Here are five things you need to know about Tuesday's special election in South Carolina.

1. Norman only won by approximately 3 points. The final totals had Norman at 51.1% and Parnell at 47.9%. Toward the end of May, Parnell's internal polling had him down by 10 points against Norman, so in nearly a month's time Parnell was able to close the gap, but not by enough.

2. Trump overwhelmingly won the district in November. But the two prior Republican presidential candidates didn't do as well in the district, as Sean Trende explains in RealClearPolitics:

Republican Ralph Norman defeated Democrat Archie Parnell by a surprisingly small margin of 3.4 points. This district had gone heavily for Trump, who carried it by 19 points, but it had gone for Mitt Romney and John McCain by narrower margins. Moreover, its partisanship wasn’t changed much in the 2010 redistricting. At its core, it was still the same district that elected a Republican for the first time since Reconstruction in 2010, and where Democrat John Spratt had been considered unassailable for years prior. But once again, Democrats came up just short in a race that largely flew under the radar.

Because of this, Trende suggests that the path to regaining the House of Representatives in 2018 "runs through traditionally Democratic, blue-collar areas that swung hard toward Trump."

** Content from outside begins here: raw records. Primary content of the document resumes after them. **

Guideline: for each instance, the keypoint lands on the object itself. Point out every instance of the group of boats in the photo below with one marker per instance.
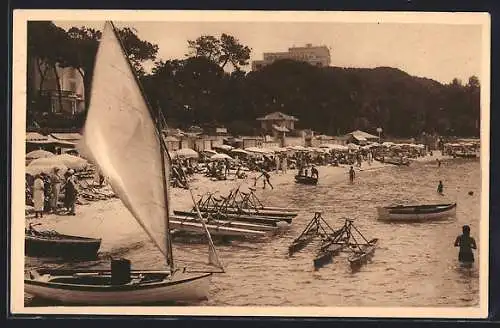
(239, 215)
(334, 241)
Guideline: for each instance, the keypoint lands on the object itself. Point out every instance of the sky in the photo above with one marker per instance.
(438, 51)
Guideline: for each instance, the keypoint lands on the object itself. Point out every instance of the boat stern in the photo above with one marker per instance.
(383, 213)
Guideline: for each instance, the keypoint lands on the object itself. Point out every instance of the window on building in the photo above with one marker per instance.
(72, 73)
(72, 86)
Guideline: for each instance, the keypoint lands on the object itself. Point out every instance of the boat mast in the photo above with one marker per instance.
(163, 150)
(162, 120)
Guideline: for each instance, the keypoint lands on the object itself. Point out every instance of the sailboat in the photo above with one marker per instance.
(122, 137)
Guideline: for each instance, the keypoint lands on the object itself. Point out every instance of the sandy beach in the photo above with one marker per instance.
(96, 217)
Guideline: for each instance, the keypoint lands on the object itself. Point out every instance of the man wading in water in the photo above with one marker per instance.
(352, 174)
(466, 244)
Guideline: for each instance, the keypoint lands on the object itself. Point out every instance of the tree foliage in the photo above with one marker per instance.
(197, 90)
(225, 50)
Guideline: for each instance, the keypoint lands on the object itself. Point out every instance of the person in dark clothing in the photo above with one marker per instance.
(466, 244)
(440, 187)
(314, 172)
(266, 176)
(352, 174)
(70, 193)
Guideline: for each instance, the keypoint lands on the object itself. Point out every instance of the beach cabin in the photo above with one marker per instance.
(359, 137)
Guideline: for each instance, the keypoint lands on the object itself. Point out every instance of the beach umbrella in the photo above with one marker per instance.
(352, 146)
(299, 148)
(218, 157)
(239, 151)
(187, 152)
(69, 161)
(279, 149)
(35, 154)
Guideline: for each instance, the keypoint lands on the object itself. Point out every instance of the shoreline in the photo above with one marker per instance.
(90, 216)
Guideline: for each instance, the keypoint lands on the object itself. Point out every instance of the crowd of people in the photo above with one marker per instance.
(46, 191)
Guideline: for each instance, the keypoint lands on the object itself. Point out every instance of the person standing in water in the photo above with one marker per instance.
(352, 174)
(466, 244)
(38, 196)
(440, 187)
(314, 172)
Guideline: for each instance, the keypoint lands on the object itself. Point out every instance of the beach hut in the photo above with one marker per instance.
(66, 160)
(40, 153)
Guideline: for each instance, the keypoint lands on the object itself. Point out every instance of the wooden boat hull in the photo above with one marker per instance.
(364, 255)
(416, 213)
(281, 215)
(64, 246)
(55, 286)
(466, 155)
(297, 245)
(237, 217)
(214, 230)
(306, 180)
(326, 255)
(229, 224)
(396, 161)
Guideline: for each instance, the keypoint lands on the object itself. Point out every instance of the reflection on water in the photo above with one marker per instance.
(414, 265)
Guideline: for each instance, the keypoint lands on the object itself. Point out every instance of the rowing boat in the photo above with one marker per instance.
(228, 224)
(416, 212)
(249, 211)
(53, 244)
(302, 179)
(396, 161)
(272, 221)
(326, 254)
(363, 254)
(120, 286)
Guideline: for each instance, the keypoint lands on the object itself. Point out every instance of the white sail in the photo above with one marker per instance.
(121, 137)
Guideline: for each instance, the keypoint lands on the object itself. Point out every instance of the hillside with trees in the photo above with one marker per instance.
(198, 90)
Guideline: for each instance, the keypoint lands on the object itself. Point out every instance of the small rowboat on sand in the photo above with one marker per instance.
(414, 213)
(53, 244)
(302, 179)
(118, 286)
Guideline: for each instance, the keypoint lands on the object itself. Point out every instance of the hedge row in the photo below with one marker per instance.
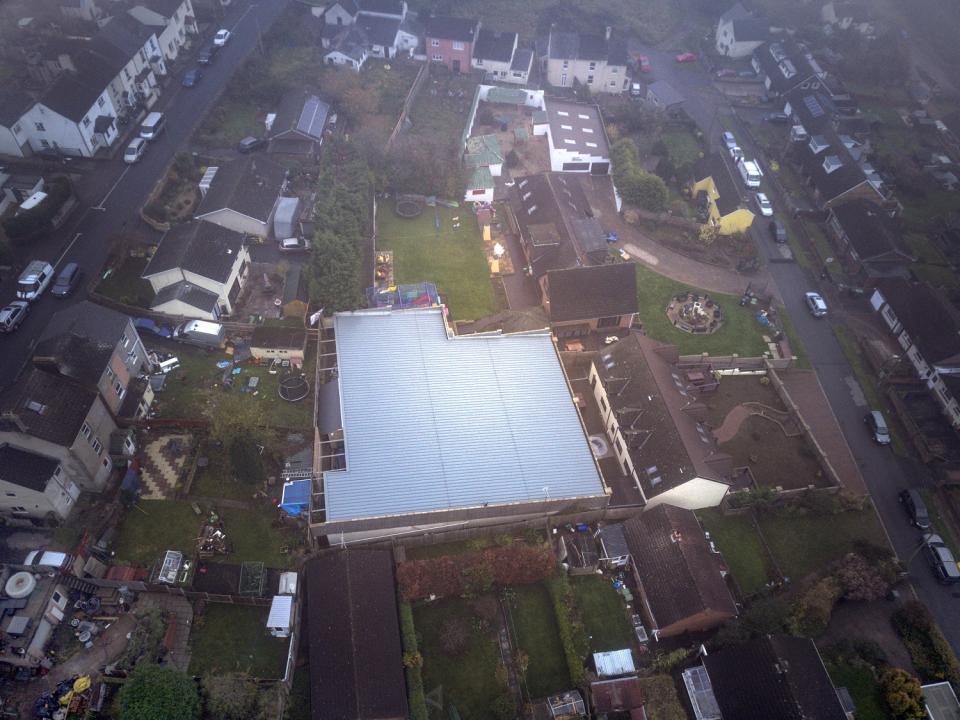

3. There wasn't a lot of spending in the district and very few people were paying attention to it. According to Roll Call:

“Who’s Archie Parnell?” responded Florida Rep. Lois Frankel, a member of the Democratic Congressional Campaign Committee’s leadership team, on Thursday when asked how she thought Parnell was doing in his special election. Illinois Rep. Cheri Bustos, a former chairwoman of the DCCC’s Red to Blue program and a former vice chairwoman of recruitment, said she wasn’t following the race closely either. That was a common refrain. “I honestly have not been tracking it as closely,” Michigan Rep. Dan Kildee said last week when asked for his thoughts on South Carolina. A member of the DCCC leadership team, Kildee was fresh off the plane from Georgia, where he’d campaigned with Ossoff.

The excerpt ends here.